Although marijuana use may be more prevalent among non-athletes, athletes are not complete exceptions. DeFilippo said, “I would be foolish to say that there aren’t any students or athletes using drugs, because if there are drugs in society there may be some here.”

Another student said, “I think marijuana use is a lot more common than people think it is, it seems it would be easier to transport pot into the residence halls without getting caught than a case of beer into them.” The University, however, has documented that there were only 18 reported incidents in which marijuana was involved last year, which is much less than the number of alcohol violations.

According to Forbes Magazine, June 17, 1996, an estimated 10 million Americans smoke marijuana each month. Each year within the United States, the illegal marijuana industry markets approximately $32 billion worth of marijuana to users. In Amsterdam, where both the sale and use of marijuana is legal, there is less marijuana abuse than in the United States.

In Amsterdam, there are 450 “coffee shops” where marijuana can be bought and smoked publicly. Each of these privately owned “coffee shops” generates approximately $1,000 in marijuana sales daily, which is all taxed by the government and incorporated into Holland’s formal economy. Holland has received severe criticisms from its European neighbors concerning their open policy toward marijuana. In response to this intense pressure from these nations, Holland has claimed that it is better to keep marijuana use legal so that its use can be monitored by government officials.
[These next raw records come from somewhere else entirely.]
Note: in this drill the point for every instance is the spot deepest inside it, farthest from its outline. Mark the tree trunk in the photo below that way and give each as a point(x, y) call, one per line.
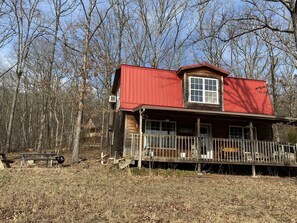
point(12, 113)
point(79, 118)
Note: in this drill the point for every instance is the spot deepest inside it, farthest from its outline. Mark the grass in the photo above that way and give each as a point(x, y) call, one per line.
point(90, 192)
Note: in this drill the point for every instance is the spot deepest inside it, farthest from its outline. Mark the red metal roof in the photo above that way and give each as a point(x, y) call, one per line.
point(247, 96)
point(156, 87)
point(147, 86)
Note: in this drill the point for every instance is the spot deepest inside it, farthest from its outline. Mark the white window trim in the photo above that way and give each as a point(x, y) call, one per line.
point(242, 129)
point(203, 90)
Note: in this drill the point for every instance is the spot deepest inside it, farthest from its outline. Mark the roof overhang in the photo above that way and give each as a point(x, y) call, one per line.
point(183, 69)
point(274, 119)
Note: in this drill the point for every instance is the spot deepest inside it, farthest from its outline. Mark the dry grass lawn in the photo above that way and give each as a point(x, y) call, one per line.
point(90, 192)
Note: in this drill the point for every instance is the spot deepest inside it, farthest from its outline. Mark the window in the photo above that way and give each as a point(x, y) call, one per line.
point(203, 90)
point(160, 134)
point(238, 132)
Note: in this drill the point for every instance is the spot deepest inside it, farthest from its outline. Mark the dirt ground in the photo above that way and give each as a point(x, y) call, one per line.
point(91, 192)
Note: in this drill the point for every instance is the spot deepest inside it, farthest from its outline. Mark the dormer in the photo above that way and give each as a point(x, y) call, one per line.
point(203, 86)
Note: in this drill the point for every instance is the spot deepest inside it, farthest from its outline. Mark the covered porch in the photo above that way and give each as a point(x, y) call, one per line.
point(200, 136)
point(191, 149)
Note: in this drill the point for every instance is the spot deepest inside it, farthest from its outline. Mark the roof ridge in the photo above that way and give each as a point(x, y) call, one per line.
point(151, 68)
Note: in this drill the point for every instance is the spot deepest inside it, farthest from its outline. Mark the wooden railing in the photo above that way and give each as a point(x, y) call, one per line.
point(216, 150)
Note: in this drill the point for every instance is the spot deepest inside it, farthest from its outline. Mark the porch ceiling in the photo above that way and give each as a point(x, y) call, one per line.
point(218, 114)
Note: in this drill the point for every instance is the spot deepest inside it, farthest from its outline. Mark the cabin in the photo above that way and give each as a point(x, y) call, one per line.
point(196, 114)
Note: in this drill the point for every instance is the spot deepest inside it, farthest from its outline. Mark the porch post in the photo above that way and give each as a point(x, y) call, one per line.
point(251, 131)
point(140, 139)
point(253, 171)
point(198, 146)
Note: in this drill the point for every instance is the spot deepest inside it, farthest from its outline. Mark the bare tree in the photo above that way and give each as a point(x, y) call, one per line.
point(89, 11)
point(27, 28)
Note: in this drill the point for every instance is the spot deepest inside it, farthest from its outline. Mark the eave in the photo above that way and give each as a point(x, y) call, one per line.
point(274, 119)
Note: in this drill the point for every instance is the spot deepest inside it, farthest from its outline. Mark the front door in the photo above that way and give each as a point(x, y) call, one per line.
point(205, 142)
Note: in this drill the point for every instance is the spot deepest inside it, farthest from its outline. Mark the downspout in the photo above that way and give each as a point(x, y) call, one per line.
point(141, 111)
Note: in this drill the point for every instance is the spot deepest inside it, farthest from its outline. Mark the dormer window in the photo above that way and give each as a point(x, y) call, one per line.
point(203, 90)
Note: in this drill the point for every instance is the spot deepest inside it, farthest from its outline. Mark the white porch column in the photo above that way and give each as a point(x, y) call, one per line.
point(140, 139)
point(251, 131)
point(198, 146)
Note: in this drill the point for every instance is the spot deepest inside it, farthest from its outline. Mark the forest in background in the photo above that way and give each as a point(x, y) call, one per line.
point(59, 56)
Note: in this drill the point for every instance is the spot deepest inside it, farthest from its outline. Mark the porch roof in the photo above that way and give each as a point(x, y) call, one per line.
point(274, 119)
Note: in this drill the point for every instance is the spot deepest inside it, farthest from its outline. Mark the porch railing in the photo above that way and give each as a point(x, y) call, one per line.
point(217, 150)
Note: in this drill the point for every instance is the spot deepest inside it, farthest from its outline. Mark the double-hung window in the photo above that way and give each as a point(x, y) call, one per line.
point(203, 90)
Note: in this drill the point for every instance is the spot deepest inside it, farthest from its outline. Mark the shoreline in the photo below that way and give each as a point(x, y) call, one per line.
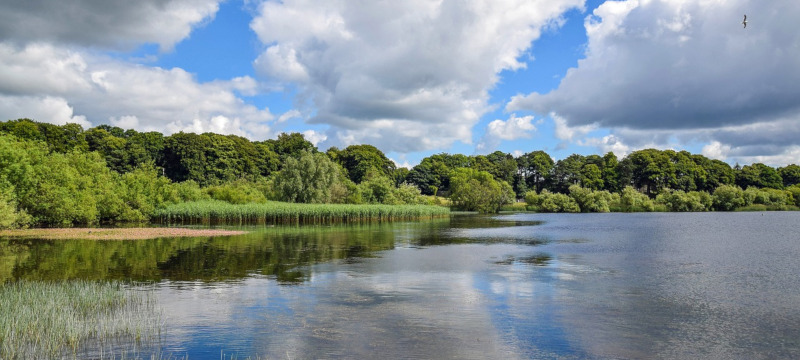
point(112, 233)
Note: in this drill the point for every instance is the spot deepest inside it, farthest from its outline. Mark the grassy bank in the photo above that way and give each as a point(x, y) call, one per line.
point(281, 213)
point(113, 233)
point(41, 320)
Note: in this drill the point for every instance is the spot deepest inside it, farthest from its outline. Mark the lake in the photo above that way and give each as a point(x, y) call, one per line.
point(596, 286)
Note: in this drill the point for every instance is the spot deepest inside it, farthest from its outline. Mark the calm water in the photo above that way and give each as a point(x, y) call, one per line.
point(702, 285)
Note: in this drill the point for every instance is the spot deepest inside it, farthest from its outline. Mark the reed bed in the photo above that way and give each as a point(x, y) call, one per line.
point(47, 320)
point(291, 213)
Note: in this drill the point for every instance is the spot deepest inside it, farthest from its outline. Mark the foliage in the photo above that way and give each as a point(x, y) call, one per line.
point(769, 197)
point(474, 190)
point(760, 176)
point(551, 202)
point(307, 179)
point(279, 212)
point(589, 200)
point(790, 175)
point(45, 320)
point(678, 200)
point(631, 200)
point(361, 160)
point(728, 198)
point(236, 192)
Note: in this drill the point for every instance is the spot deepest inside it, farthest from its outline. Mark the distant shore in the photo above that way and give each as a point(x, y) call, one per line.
point(113, 233)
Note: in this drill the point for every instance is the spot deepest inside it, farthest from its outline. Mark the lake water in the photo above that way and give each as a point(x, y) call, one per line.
point(647, 285)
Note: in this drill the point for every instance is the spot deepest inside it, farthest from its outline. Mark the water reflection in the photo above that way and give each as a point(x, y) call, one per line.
point(279, 252)
point(713, 285)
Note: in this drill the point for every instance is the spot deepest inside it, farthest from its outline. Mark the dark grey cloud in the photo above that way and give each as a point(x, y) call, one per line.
point(659, 70)
point(407, 75)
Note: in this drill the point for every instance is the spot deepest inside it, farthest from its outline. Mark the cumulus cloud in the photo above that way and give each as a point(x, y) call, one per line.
point(656, 68)
point(408, 75)
point(104, 23)
point(68, 85)
point(512, 129)
point(55, 109)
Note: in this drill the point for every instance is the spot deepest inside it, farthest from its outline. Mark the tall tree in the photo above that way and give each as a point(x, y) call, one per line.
point(358, 160)
point(535, 167)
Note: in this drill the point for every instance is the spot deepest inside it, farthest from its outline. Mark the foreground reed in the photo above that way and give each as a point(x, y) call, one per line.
point(281, 213)
point(41, 320)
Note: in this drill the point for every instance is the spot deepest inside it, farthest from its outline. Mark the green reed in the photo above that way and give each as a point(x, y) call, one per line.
point(281, 213)
point(41, 320)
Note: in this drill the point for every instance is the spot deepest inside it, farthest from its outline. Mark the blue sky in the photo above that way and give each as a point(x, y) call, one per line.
point(419, 77)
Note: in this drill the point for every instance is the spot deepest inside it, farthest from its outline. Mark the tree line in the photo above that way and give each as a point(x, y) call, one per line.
point(53, 175)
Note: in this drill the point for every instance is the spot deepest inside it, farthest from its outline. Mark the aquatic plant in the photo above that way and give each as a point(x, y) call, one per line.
point(280, 213)
point(43, 320)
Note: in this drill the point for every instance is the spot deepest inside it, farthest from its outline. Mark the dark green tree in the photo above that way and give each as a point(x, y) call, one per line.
point(790, 175)
point(535, 168)
point(358, 160)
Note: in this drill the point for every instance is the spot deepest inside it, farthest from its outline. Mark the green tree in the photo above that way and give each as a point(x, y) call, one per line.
point(567, 172)
point(290, 145)
point(758, 175)
point(790, 175)
point(551, 202)
point(307, 179)
point(647, 169)
point(592, 177)
point(610, 173)
point(359, 160)
point(474, 190)
point(631, 200)
point(535, 168)
point(728, 198)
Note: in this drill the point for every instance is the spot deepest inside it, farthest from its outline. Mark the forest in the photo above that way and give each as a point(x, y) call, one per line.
point(65, 175)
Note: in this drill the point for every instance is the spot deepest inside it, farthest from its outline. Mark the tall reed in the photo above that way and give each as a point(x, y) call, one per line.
point(41, 320)
point(280, 213)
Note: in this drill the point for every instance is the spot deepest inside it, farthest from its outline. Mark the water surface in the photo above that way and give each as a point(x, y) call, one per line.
point(664, 285)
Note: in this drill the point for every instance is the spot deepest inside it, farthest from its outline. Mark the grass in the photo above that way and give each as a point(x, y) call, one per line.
point(113, 234)
point(41, 320)
point(283, 213)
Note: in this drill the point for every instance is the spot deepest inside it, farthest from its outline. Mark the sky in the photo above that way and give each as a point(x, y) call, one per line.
point(419, 77)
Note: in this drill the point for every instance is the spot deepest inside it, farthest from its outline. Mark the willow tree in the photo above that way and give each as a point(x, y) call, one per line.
point(308, 178)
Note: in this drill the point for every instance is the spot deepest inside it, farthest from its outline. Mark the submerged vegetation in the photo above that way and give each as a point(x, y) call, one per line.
point(44, 320)
point(280, 212)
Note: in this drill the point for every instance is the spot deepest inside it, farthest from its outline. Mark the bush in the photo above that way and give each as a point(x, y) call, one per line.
point(631, 200)
point(474, 190)
point(236, 192)
point(592, 200)
point(550, 202)
point(307, 179)
point(681, 201)
point(728, 198)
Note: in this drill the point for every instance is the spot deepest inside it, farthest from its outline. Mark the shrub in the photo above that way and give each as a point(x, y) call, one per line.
point(236, 192)
point(592, 200)
point(728, 198)
point(474, 190)
point(680, 201)
point(550, 202)
point(631, 200)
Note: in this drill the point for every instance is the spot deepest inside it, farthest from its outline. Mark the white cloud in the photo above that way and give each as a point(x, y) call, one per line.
point(54, 110)
point(314, 137)
point(105, 23)
point(291, 114)
point(570, 133)
point(687, 70)
point(409, 75)
point(83, 86)
point(716, 150)
point(512, 129)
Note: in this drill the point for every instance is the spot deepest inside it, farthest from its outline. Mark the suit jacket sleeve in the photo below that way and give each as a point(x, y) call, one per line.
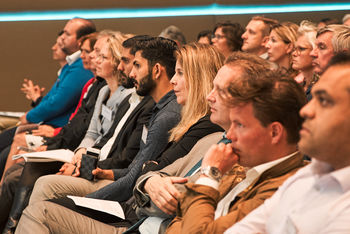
point(129, 144)
point(179, 149)
point(196, 211)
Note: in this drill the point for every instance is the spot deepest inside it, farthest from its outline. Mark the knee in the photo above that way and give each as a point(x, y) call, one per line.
point(43, 188)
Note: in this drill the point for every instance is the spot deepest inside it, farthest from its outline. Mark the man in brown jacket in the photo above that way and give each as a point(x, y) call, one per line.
point(264, 133)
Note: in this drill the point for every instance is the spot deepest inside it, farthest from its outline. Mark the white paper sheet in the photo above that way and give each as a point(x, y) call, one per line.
point(109, 207)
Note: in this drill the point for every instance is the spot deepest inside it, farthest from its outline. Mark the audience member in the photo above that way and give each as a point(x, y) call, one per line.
point(111, 95)
point(329, 40)
point(256, 35)
point(69, 137)
point(227, 37)
point(174, 33)
point(58, 104)
point(204, 37)
point(187, 58)
point(280, 45)
point(346, 19)
point(326, 21)
point(302, 60)
point(263, 139)
point(316, 198)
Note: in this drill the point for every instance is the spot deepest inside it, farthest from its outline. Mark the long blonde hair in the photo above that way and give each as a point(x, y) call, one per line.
point(200, 63)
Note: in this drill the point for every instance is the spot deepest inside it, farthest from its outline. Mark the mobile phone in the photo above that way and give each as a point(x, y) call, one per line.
point(25, 149)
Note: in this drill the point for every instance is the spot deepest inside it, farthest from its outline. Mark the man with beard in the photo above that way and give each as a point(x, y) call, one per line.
point(316, 198)
point(118, 147)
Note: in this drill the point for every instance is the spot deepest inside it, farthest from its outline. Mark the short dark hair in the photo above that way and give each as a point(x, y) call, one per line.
point(233, 33)
point(275, 97)
point(205, 33)
point(158, 50)
point(130, 43)
point(92, 38)
point(269, 23)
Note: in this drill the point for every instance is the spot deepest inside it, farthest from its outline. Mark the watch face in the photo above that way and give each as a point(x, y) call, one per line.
point(214, 171)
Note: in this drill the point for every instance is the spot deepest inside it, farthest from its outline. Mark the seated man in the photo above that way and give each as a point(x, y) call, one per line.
point(46, 215)
point(264, 132)
point(317, 198)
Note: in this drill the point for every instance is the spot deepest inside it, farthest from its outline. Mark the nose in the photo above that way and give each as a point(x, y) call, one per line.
point(132, 74)
point(173, 80)
point(314, 53)
point(268, 46)
point(120, 67)
point(230, 134)
point(210, 96)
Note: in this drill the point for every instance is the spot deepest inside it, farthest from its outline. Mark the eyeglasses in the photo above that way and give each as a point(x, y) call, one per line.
point(101, 57)
point(298, 50)
point(217, 36)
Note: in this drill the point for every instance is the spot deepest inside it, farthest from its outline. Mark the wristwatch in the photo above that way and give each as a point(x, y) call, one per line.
point(212, 172)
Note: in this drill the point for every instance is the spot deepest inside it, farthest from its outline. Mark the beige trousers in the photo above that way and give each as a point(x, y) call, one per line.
point(48, 217)
point(56, 186)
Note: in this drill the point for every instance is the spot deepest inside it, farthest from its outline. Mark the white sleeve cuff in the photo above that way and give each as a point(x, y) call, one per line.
point(208, 182)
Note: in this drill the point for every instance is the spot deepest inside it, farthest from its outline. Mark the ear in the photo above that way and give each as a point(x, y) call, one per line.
point(157, 71)
point(276, 131)
point(289, 48)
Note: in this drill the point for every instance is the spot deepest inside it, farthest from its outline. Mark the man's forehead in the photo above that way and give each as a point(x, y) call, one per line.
point(325, 38)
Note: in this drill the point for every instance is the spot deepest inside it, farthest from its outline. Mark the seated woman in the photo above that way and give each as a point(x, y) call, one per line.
point(196, 68)
point(227, 37)
point(109, 96)
point(280, 45)
point(36, 138)
point(302, 60)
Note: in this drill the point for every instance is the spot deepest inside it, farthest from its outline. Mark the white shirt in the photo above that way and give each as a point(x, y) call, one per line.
point(315, 200)
point(134, 100)
point(251, 175)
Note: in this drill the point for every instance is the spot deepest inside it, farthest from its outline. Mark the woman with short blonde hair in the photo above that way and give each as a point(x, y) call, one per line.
point(199, 63)
point(281, 43)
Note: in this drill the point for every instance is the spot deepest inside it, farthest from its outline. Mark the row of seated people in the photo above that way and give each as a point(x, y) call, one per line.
point(139, 131)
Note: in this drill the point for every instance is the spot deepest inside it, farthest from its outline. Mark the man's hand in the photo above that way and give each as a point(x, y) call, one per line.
point(44, 130)
point(78, 155)
point(68, 169)
point(103, 174)
point(32, 92)
point(163, 192)
point(41, 148)
point(220, 156)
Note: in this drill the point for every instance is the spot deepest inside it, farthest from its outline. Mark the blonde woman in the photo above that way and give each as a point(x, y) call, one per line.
point(302, 60)
point(107, 55)
point(196, 67)
point(281, 43)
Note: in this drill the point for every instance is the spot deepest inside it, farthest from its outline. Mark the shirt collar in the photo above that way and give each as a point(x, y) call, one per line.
point(342, 176)
point(165, 99)
point(264, 167)
point(73, 57)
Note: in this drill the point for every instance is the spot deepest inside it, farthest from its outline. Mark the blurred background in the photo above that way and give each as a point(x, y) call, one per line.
point(25, 46)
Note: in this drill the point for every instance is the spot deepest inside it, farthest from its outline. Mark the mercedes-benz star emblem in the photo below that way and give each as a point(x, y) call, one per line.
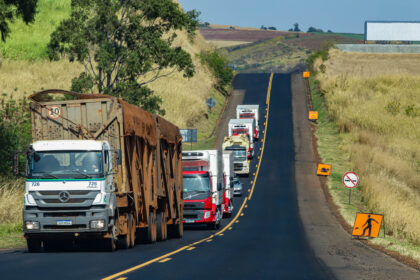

The Feb. 19, 1995, issue of The New York Times claimed that marijuana is the United States’ largest cash crop. Despite the fact that marijuana is illegal, many small farmers and gardeners have made a successful career by growing the marijuana plant. In fact, many illegal marijuana farms have been detected by the Drug Enforcement Agency (DEA) flourishing indoors.

The University urges those students that have a drug problem to seek assistance either outside the community or at the Drug and Alcohol Center. Stack said, “Regular marijuana users find themselves mired in mediocrity, they manage to just get by, but never come close to achieving their potential.” According to Stack, drug use defeats the purpose of the community as an educational institution.